Wabah corona atau Covid-19 diyakini bisa membawa Indonesia ke dalam kondisi yang compang-camping.
Proyeksi pertumbuhan ekonomi nasional dari semula 5,3 persen, diprediksi bakal turun menjadi 2,3 dalam skenario dampak berat.
Sedangkan untuk skenario yang sangat berat, pertumbuhan ekonomi malah minus 0,4 persen.
Demikian disampaikan Direktur Said Aqil Siradj (SAS) Institute, M. Imdadun Rahmat dalam keterangannya, Jumat (17/4/2020).
Imanudin menyebut, hal itu dikarenakan gelombang PHK yang terjadi akibat wabah virus asal Kota Wuhan tersebut.

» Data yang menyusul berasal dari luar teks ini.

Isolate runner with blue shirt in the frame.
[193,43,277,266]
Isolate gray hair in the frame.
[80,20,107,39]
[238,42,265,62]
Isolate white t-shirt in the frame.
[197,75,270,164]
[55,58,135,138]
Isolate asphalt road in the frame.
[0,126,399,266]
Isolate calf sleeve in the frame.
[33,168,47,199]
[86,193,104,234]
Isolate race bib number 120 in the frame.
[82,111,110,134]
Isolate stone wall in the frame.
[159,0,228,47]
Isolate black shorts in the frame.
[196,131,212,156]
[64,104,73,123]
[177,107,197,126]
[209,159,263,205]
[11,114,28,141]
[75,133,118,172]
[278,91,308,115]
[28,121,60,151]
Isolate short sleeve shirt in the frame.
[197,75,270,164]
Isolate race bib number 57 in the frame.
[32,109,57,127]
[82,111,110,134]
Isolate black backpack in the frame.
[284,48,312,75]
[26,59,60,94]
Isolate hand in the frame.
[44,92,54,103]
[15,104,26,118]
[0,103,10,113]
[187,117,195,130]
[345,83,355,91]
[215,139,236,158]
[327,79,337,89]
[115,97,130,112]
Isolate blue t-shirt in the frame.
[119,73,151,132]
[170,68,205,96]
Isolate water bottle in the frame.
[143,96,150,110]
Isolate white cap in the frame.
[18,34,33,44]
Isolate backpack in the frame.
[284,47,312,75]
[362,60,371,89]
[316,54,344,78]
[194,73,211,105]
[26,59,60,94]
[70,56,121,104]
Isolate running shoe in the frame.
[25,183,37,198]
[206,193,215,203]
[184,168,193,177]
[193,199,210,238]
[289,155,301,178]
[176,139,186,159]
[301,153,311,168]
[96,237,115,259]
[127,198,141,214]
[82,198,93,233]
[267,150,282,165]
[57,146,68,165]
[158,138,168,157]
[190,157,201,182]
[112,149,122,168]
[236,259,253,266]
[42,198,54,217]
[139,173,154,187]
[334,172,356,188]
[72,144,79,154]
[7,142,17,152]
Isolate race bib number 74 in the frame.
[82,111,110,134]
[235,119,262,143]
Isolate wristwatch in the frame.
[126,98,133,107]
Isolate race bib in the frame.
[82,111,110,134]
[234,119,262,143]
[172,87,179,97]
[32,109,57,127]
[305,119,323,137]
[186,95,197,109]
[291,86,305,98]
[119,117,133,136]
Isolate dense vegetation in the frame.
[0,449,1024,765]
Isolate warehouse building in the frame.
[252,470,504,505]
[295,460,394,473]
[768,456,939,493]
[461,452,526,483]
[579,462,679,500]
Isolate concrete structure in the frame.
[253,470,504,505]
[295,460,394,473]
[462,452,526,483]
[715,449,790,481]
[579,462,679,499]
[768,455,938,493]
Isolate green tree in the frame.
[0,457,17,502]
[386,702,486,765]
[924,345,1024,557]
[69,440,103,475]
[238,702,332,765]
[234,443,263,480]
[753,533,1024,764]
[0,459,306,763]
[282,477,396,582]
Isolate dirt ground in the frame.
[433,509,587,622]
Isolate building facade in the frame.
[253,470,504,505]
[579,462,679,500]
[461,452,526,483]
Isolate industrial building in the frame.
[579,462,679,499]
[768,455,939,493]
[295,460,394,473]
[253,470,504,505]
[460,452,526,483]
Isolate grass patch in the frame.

Dalam prediksinya, jumlah pengangguran bisa meningkat hingga lebih 5,23 juta orang untuk skenario sangat berat.
“Itu masuk akal. Kasat mata sudah terlihat, PHK naik tajam, pengangguran otomatis meningkat,” ujarnya.
Di sisi lain, APBN juga sudah berdarah-darah untuk membiayai penanganan Covid-19.
“Juga untuk program jaring pengaman sosial agar rakyat kecil tetap bisa makan,” terangnya.
Terkait kondisi tersebut, ia menilai Omnibus Law seperti RUU Ciptaker bisa menjadi solusi, utamanya untuk memudahkan investasi pasca berakhirnya wabah corona.
Terlebih, kata dia, Indonesia selama ini dikenal dengan iklim investasinya yang buruk.
“Recovery ekonomi pasca Covid-19 sangat berat. Jadi secara teoritis, (omnibus law) ya bisa jadi jawaban,” jelasnya.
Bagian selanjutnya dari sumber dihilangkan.